Элишева сняла со стрехи косу, нашла в сарайчике точильный брусок, и, сокращая путь, зашагала мимо кустов малины к обморочному лугу.
С каждым днем трава на лугу, простиравшемся чуть ли не до самого танкового полигона Красной Армии, никла и жухла, а июньское небо как назло скупилось на облака и от раскаленного солнца превращалось в огромную жаровню.
Обливаясь потом, превозмогая непривычную боль в спине, она до вечера скосила узкую полоску и, усталая, довольная собой, улеглась на зеленом, дурманящем ковре и сама не заметила, как уснула.
И приснился ей странный и несуразный сон, будто сидит она в просторной бричке с кожаным пологом и кожаными сиденьями; на ней, на невесте, длинное подвенечное платье с оборками, блестящая фата, мягкие туфельки с перепонкой; рядом жених – Чеславас Ломсаргис – в черном костюме с большой розой в петлице, сшитом ее, Элишевы, отцом, и в высоком цилиндре; в бричку запряжена пара норовистых коней, которая мчит их по улицам Мишкине на венчание в костел, а за бричкой бегут Гедалье Банквечер, Рейзл и могильщик Иаков и что-то громко выкрикивают; Элишева старается разобрать летящие вослед слова, но цокот копыт заглушает не то мольбы, не то проклятья; бричка с молодыми мчится, а костела все нет и нет; наконец поверх конских грив вырастает шпиль с крестом, потом раскрашенные оконные стекла, потом массивная дверь с расписанием воскресных и будничных месс – костел, как аист, парит в воздухе, а бричка все мчится и мчится…
Когда Элишева открыла глаза, небо уже было усыпано крупными летними звездами.

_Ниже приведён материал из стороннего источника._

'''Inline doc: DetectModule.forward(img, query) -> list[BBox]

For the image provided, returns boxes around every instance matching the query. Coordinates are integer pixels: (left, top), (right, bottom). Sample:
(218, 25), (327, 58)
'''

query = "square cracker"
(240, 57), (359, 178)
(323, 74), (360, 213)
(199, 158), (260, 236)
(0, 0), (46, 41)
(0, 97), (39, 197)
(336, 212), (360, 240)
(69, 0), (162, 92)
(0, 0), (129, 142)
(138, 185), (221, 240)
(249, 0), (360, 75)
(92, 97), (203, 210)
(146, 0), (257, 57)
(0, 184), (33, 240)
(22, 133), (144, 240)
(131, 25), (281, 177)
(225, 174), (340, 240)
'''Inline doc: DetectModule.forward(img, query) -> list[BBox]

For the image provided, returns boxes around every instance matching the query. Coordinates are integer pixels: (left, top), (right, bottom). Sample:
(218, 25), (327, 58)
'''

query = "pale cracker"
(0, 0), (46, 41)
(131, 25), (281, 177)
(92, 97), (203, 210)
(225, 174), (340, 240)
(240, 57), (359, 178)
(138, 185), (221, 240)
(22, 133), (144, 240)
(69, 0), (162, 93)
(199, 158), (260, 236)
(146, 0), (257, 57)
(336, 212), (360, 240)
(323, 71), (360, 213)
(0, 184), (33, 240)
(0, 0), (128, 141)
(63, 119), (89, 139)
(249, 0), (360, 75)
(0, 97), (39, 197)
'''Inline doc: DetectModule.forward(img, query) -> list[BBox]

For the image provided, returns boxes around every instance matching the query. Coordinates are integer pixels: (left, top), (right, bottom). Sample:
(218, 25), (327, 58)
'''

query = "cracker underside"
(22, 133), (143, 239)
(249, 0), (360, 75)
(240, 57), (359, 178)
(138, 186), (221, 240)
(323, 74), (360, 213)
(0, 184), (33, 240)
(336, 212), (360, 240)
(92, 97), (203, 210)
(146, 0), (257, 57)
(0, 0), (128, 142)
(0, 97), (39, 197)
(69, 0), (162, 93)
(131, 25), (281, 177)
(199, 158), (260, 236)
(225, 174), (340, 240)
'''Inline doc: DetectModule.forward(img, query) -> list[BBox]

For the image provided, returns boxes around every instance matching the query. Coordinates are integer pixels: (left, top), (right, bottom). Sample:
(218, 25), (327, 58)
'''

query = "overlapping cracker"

Оставаясь еще внутри диковинного сна, она боялась взглянуть вверх – а вдруг снова увидит, как во весь опор мчится бричка и как над местечковой мостовой между звездами, словно белый аист, парит белокаменный храм?
Вернувшись из сна в свою клеть – спать в избе на кроватях
Ломсаргиса, пользоваться их бельем Элишева отказалась, – она только заполночь погасила керосиновую лампу и растянулась на батрацком, набитом соломой тюфяке. Но уснуть не могла – как ни гнала она от себя привидившиеся во сне образы, они упрямо возвращались из небытия, преследовали ее, настигали, смущая душу и обретая с каждым разом подлинные черты. Ворочаясь с боку на бок и прислушиваясь к ночным шорохам, Элишева тщилась предвидеть, что ждет ее в ближайшем будущем. Кому она, недоучка-крестьянка да еще сионистка, нужна в мире, где правят ее родич Арон Дудак и его последователи Повилас
Генис и Лука Андронов. Что ей делать, если в их мире, где справедливость позванивает наручниками, она не желает оставаться, а в другой, вымечтанный мир уже не может из-за своего легкомыслия попасть? Смириться? Бунтовать? Может, прав был Иаков, когда звал ее к себе на кладбище? Оттуда никого не ссылают в Сибирь, оттуда никому не суждено добраться до Палестины, там нет ничьих сторонников и ничьих противников, потому что в отличие от жизни, которая только и делает, что всех разъединяет, смерть
всех объединяет…В клети было душно, по глиняному полу сновали голодные мыши; под балками потолка миротворно шуршали тайные добытчики – бессонные жучки, пахло прелой соломой; где-то в пуще обиженно завыл волк, и на вой лесного собрата возмущенно отозвался чуткий Рекс.
Элишева раскрыла крохотное, засиженное мухами оконце и, вдыхая ночную прохладу, бесцельно стала всматриваться в непроницаемую стену
Черной пущи. В какое-то мгновение ей почудилось, что от этой чернеющей громады отделилась ускользающая от взгляда тень, которая по мере приближения увеличивалась и принимала очертания то заблудившейся во мраке птицы, то развевающейся на ветру гривы.
Элишева напрягла слух, и до нее вдруг донесся терявшийся в шуме вековых деревьев конский топот. Услышал его, видно, в своей конуре и
Рекс, который заметался на цепи, закружился волчком, радостно залаял в подсвеченной звездами темноте, и в ответ на его радость темнота откликнулась протяжным ржаньем.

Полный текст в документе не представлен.